Professor Jay Jordan’s book Grounded Literacies in a Transnational WAC/WID Ecology: A Korean-U.S. Study has come out. This book represents the culmination of years’ worth of work and a timely contribution to translingual/second language writing studies.

Anne McMurtrey

Professor and University Writing Center Director Annie McMurtrey presented her paper, “Improved Tutor Training in the Pandemic and Beyond,” at this year’s Teaching for Learning Conference at Southern Utah University in early March, where she discussed the strengths and weaknesses of online writing tutors across the country and proposed ways to train online tutors to accommodate more students and have more successful sessions.

Christie Toth

Professor Christie Toth is the co-editor of a new open-access book released by the WAC Clearinghouse , Writing Placement in Two-Year Colleges: The Pursuit of Equity in Postsecondary Education.

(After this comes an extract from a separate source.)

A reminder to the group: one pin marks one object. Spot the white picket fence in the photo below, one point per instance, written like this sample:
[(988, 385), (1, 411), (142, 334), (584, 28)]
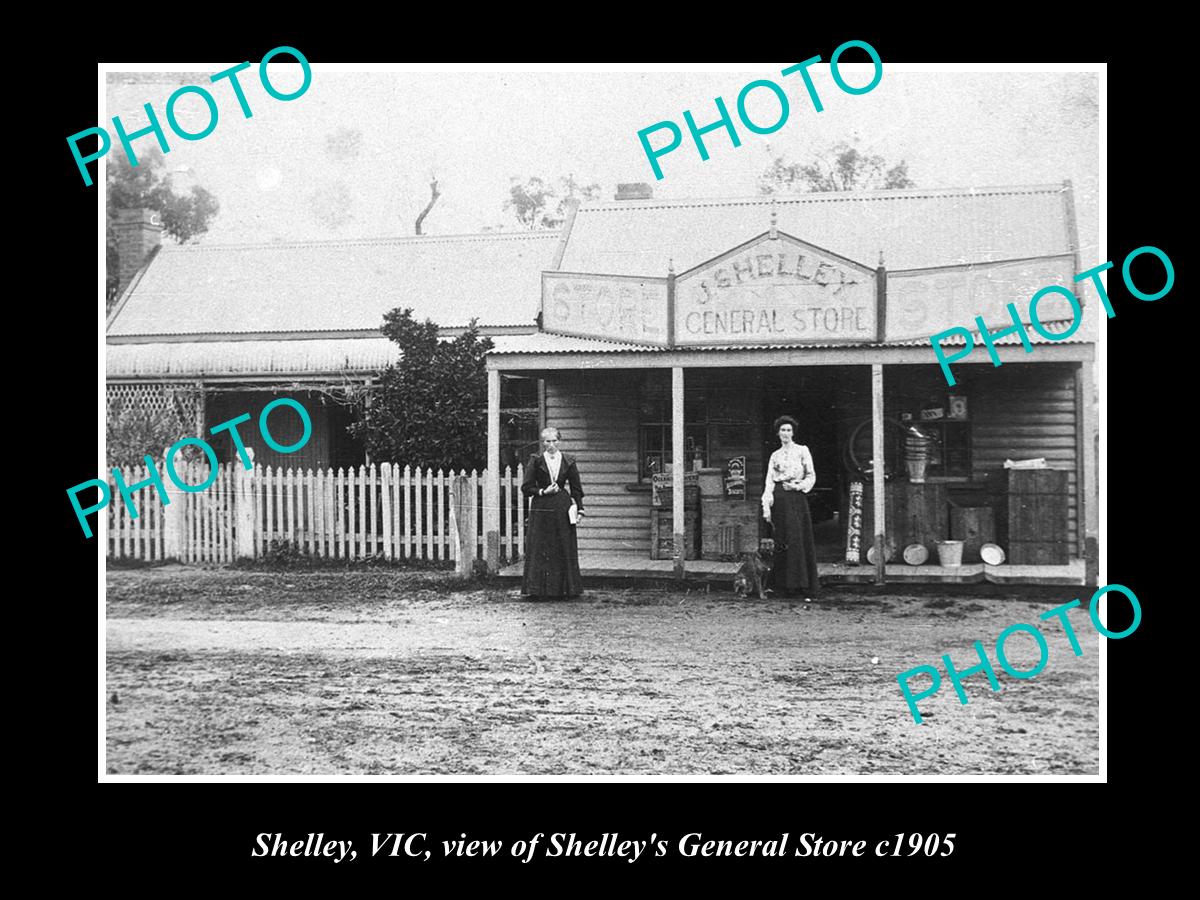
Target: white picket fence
[(387, 510)]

Writing Placement in Two-Year Colleges brings together two-year college teacher-scholar-activists from across the U.S. to share stories, strategies, and data about local efforts at reforming writing placement assessment to advance educational access and equity. The chapters in this edited collection help faculty and writing program administrators navigate the shifting landscape of placement in the 2020s. Contributors demonstrate how two-year colleges have addressed local and state-level pressures for reform, especially at a time when the nation has been rocked by the COVID-19 pandemic with its inequitable economic, social, and physical toll.